Der Korrelationskoeffizient beschreibt nicht die Steigung der besten Anpassungsgerade, die mittels Regressionsanalyse ermittelt wird.
Der Pearson-Korrelationskoeffizient kann nicht zur Bewertung nichtlinearer Zusammenhänge oder solcher aus Stichproben verwendet werden, die nicht einer Normalverteilung unterliegen. Er kann auch durch Ausreißer verzerrt werden – Datenpunkte, die weit außerhalb des Streudiagramms einer Verteilung liegen.
Diese Beziehungen können mit nichtparametrischen Methoden analysiert werden, wie dem Spearman’s correlation coefficient, dem Kendall rank correlation coefficient oder dem polychoric correlation coefficient.
So finden Sie Korrelationskoeffizienten in Excel
Es gibt mehrere Möglichkeiten, die Korrelation in Excel zu berechnen. Der einfachste Weg ist, zwei Datenreihen in benachbarte Spalten einzugeben und die integrierte Korrelationsformel zu verwenden:
Wenn Sie eine Korrelationsmatrix über eine Reihe von Datensätzen erstellen möchten, verfügt Excel über ein Datenanalyse-Add-In. Um es zu nutzen, müssen Sie zunächst das Datenanalyse-ToolPak aktivieren. Dies geschieht, indem Sie auf "file" und dann auf "options" klicken, wodurch das Dialogfeld "Excel options" geöffnet wird. Klicken Sie im Dialogfeld auf "add-ins" und dann im Dropdown-Menü "manage" auf "Excel add-ins" und anschließend auf "go". Dadurch wird das Add-Ins-Fenster angezeigt. Aktivieren Sie das Kontrollkästchen für "analysis ToolPak" und klicken Sie dann auf "ok". Der Aktivierungsvorgang sollte nun abgeschlossen sein.
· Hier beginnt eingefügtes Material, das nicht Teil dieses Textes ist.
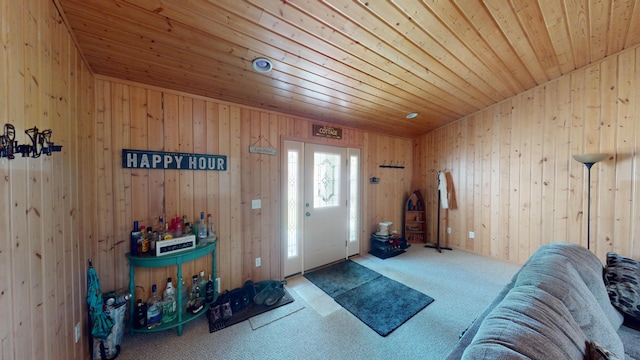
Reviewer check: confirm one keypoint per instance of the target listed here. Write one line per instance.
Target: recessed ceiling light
(262, 65)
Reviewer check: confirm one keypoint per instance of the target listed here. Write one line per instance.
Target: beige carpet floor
(316, 327)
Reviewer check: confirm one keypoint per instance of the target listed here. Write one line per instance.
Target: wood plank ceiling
(363, 64)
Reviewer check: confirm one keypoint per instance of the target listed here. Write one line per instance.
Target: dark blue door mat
(381, 303)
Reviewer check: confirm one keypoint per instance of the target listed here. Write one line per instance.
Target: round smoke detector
(262, 65)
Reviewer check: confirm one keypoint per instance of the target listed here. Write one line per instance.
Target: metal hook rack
(40, 143)
(391, 166)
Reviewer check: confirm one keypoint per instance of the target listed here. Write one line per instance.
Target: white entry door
(320, 205)
(325, 205)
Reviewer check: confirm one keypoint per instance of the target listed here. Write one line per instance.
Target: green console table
(163, 261)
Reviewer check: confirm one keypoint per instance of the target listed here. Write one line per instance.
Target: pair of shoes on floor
(269, 292)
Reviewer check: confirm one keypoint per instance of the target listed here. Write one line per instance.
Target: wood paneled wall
(45, 220)
(131, 115)
(514, 181)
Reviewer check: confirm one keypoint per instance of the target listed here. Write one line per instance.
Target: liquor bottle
(166, 235)
(211, 229)
(195, 289)
(202, 230)
(202, 282)
(144, 240)
(209, 291)
(185, 296)
(135, 237)
(154, 309)
(177, 228)
(196, 301)
(169, 303)
(140, 316)
(153, 237)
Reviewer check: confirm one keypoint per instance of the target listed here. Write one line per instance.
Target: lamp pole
(588, 160)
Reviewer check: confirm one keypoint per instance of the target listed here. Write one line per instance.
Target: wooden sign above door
(327, 131)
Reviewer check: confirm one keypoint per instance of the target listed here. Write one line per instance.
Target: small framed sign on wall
(145, 159)
(327, 131)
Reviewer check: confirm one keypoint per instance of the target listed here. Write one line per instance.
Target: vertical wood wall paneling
(17, 187)
(133, 189)
(224, 229)
(35, 115)
(42, 288)
(213, 177)
(6, 292)
(607, 179)
(153, 101)
(541, 191)
(86, 243)
(624, 147)
(235, 198)
(187, 124)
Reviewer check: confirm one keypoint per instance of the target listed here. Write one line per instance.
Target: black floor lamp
(588, 160)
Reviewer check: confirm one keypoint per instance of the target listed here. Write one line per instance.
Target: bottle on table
(211, 229)
(140, 315)
(202, 230)
(169, 303)
(196, 301)
(135, 239)
(154, 309)
(209, 291)
(185, 295)
(177, 228)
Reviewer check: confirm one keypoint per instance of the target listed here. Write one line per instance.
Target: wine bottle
(209, 290)
(135, 238)
(169, 303)
(154, 309)
(140, 316)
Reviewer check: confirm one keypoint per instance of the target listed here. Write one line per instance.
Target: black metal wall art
(40, 143)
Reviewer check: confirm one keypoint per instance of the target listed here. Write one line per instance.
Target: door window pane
(326, 180)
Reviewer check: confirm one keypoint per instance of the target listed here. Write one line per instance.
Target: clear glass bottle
(169, 305)
(154, 308)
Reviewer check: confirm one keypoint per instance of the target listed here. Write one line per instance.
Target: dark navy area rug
(381, 303)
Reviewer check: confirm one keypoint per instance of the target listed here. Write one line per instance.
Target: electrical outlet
(77, 331)
(256, 204)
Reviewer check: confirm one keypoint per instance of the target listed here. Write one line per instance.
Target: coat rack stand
(437, 244)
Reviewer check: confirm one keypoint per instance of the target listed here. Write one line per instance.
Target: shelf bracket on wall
(260, 149)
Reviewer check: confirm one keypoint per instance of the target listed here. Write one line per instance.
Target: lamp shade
(590, 158)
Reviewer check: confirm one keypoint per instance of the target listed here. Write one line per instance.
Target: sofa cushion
(528, 324)
(559, 278)
(596, 352)
(623, 284)
(589, 268)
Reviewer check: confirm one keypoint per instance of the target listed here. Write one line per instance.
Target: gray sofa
(554, 305)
Um das Datenanalyse-Add-In zu verwenden, klicken Sie auf das Register "data" und wählen Sie dann "data analysis". Es öffnet sich ein Fenster. Klicken Sie darin auf "correlation" und dann auf "ok". Das Korrelationsfenster wird nun geöffnet und Sie können die Eingabebereiche eingeben, entweder manuell oder durch Auswahl der entsprechenden Zellen.
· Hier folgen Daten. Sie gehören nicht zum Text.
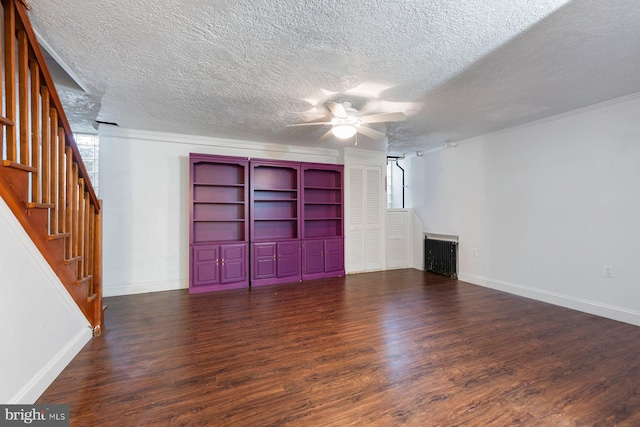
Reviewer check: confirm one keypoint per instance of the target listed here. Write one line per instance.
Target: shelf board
(288, 190)
(217, 241)
(275, 200)
(329, 218)
(218, 220)
(275, 219)
(313, 187)
(211, 184)
(323, 203)
(217, 202)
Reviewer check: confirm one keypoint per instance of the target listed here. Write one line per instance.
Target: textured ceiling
(245, 69)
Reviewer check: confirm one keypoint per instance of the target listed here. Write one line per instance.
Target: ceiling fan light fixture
(343, 131)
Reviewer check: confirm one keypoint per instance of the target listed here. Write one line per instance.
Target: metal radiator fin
(440, 257)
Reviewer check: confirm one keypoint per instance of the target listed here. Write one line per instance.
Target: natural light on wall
(89, 148)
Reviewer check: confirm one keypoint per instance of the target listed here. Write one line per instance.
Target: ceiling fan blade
(337, 110)
(384, 117)
(309, 124)
(371, 133)
(327, 135)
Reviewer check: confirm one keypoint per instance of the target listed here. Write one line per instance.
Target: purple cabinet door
(334, 255)
(233, 264)
(313, 256)
(264, 260)
(288, 259)
(205, 265)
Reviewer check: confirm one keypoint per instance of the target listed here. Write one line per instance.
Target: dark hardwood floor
(378, 349)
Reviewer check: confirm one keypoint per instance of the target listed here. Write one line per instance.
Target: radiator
(440, 256)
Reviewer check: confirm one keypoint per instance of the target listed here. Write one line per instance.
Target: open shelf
(219, 222)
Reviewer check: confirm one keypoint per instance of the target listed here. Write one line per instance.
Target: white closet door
(373, 218)
(356, 210)
(398, 239)
(365, 210)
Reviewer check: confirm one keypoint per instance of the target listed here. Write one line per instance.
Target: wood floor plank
(395, 348)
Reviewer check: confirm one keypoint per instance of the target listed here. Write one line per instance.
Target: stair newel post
(97, 267)
(36, 176)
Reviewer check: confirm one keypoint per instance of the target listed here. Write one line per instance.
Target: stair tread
(83, 280)
(72, 260)
(59, 236)
(33, 205)
(19, 166)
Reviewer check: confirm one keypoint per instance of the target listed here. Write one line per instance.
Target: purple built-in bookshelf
(219, 222)
(323, 220)
(290, 214)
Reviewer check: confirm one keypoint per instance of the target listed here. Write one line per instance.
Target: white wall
(547, 205)
(144, 181)
(41, 327)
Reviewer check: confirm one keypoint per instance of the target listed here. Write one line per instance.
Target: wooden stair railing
(42, 177)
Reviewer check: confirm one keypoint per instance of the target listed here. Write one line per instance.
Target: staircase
(42, 177)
In diesem Fall sind unsere Spalten benannt, daher möchten wir das Kontrollkästchen "labels in first row" aktivieren, damit Excel diese als Titel behandelt. Anschließend können Sie wählen, ob die Ausgabe auf dem gleichen Blatt oder einem neuen Blatt erfolgen soll.
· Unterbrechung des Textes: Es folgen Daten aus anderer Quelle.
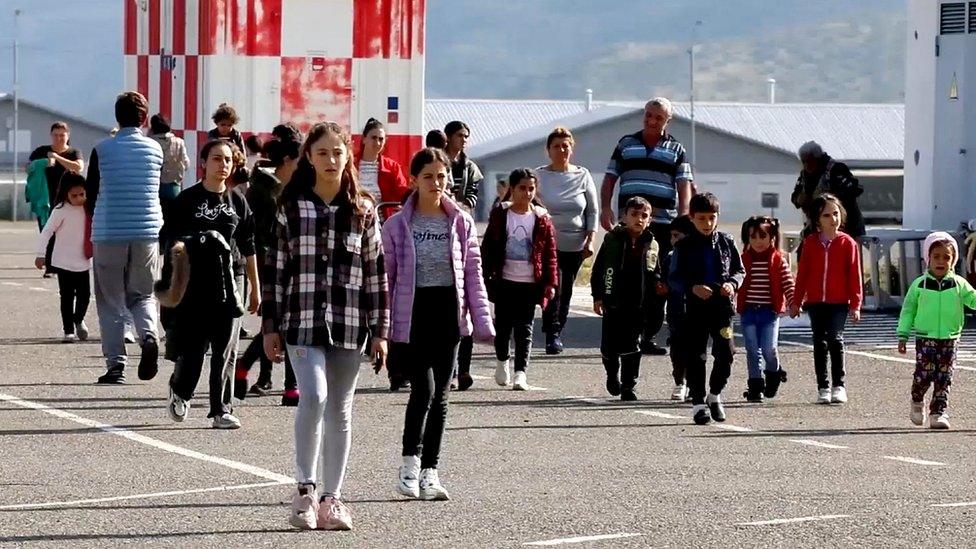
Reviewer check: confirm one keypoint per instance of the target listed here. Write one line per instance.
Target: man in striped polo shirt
(650, 164)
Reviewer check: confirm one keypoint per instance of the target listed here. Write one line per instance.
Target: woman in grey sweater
(570, 195)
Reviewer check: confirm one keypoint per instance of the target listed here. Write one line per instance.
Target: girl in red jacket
(519, 260)
(828, 283)
(765, 291)
(379, 174)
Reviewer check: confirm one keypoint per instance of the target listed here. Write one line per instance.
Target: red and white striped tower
(274, 61)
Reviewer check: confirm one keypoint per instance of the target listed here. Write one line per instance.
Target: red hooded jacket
(829, 273)
(543, 251)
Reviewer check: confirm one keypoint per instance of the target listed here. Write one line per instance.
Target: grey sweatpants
(124, 277)
(323, 422)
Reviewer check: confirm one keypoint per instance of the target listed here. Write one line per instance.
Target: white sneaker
(918, 413)
(939, 421)
(82, 330)
(177, 408)
(409, 484)
(430, 486)
(304, 510)
(502, 376)
(226, 421)
(520, 383)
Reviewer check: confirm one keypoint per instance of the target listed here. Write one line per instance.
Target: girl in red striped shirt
(767, 288)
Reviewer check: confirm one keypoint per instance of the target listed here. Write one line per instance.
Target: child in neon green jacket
(933, 309)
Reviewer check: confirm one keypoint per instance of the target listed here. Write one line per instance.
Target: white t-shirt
(518, 249)
(368, 174)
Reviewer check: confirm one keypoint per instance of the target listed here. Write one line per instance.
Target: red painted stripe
(190, 95)
(154, 27)
(131, 28)
(142, 78)
(264, 27)
(166, 92)
(207, 31)
(179, 27)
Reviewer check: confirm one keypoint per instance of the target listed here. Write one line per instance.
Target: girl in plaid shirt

Drücken der Eingabetaste erzeugt die Korrelationsmatrix. Sie können Text hinzufügen und eine bedingte Formatierung anwenden, um das Ergebnis zu bereinigen.
Sind R und R2 dasselbe?
Nein, R und R2 sind nicht dasselbe bei der Analyse von Koeffizienten. R repräsentiert den Wert des Pearson-Korrelationskoeffizienten, der zur Angabe von Stärke und Richtung zwischen Variablen verwendet wird, während R2 das Bestimmtheitsmaß (R-squared) darstellt, das die Stärke eines Modells bestimmt.
Wie berechnet man den Korrelationskoeffizienten?
Der Korrelationskoeffizient wird berechnet, indem die Kovarianz der Variablen ermittelt und diese Zahl durch das Produkt der Standardabweichungen dieser Variablen dividiert wird.
Wie wird der Korrelationskoeffizient in der Anlage verwendet?
Korrelationskoeffizienten spielen eine Schlüsselrolle bei der Bewertung von Portfoliorisiken und quantitativen Handelsstrategien. Einige Portfoliomanager überwachen beispielsweise die Korrelationskoeffizienten ihrer Bestände, um die Volatilität und das Risiko eines Portfolios zu begrenzen.